Some of the clothes are selling well, Vevers has said, but Burke believes they’re more about image than sales. ”It’s really meant to help in repositioning the brand and elevating it,” he says.

It’s hard to restore the luster of a brand that been overexposed in the mass-market, but there are noteworthy precedents, including Gucci and Burberry. As Burke points out, Gucci was mostly known as a mass-market handbag and accessories brand before Tom Ford took over as creative director, and made it supremely sexy, in the 1990s. And Burberry was a coat resource until Rose Marie Bravo helped it develop into a complete luxury house.
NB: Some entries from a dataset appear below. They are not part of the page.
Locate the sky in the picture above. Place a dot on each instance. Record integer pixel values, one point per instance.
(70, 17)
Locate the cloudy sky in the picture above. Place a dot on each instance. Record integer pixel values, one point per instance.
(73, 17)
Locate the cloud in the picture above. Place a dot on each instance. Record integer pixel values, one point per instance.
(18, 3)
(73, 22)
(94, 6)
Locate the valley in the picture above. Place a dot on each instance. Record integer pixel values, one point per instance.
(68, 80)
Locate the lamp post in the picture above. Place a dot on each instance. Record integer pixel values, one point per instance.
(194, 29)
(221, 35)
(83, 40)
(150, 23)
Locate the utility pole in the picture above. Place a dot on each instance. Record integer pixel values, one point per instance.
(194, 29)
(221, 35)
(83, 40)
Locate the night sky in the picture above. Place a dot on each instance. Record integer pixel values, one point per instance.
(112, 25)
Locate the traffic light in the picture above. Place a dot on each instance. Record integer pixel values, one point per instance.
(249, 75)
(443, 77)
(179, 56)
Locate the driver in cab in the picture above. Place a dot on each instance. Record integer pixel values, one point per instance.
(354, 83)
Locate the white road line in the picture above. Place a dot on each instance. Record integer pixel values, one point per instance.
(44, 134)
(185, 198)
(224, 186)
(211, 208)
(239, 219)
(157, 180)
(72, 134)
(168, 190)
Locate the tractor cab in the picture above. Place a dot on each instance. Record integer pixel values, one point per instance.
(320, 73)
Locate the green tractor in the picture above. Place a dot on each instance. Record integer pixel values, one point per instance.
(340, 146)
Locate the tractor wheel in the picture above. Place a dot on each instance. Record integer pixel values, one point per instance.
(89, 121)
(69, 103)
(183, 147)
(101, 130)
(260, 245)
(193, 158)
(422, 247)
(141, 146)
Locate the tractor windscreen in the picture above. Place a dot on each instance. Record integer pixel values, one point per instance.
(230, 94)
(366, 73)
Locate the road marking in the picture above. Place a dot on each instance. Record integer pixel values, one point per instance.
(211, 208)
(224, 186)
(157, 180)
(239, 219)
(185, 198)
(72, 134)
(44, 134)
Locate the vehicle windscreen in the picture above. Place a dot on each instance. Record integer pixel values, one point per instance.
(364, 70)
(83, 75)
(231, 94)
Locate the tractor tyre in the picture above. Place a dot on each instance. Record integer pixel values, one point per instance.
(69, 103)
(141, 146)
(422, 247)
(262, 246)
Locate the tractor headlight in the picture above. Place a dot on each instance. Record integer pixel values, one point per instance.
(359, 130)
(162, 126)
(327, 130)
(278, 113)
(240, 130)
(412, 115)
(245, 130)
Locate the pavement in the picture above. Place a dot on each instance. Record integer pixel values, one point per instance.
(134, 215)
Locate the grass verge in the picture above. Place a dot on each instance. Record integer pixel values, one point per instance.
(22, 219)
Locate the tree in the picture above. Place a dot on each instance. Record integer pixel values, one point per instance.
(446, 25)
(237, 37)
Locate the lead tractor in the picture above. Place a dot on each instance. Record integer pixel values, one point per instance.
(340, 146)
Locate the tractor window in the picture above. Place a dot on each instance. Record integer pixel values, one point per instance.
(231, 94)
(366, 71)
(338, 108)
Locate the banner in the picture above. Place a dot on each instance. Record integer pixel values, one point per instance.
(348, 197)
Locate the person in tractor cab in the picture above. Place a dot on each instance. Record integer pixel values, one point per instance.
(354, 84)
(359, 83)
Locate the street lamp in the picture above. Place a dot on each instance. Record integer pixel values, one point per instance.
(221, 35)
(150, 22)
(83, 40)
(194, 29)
Whether this year will prove a similar turning point for Coach remains to be seen, but 2016 is important regardless. It’s the 75th anniversary of the company, which started as a family-run workshop in New York—in 1941, of course—making leather goods.

In 1996, Coach hired Reed Krakoff as creative director. He was instrumental in reworking the brand’s image and expanding the business into what it is today. Coach became ubiquitous in American malls and grew internationally, pioneering the affordable-luxury space now filled with American brands such as Michael Kors and Kate Spade. But the shine faded, and Vevers replaced Krakoff in 2014, the same year Luis took over as CEO.

It makes sense in that context that Kalinsky calls Coach 1941 a “natural evolution” of the brand rather than a change of course. It’s more than just a pivot away from recent history—it’s laying groundwork for the future, and it’s making Coach a brand to watch.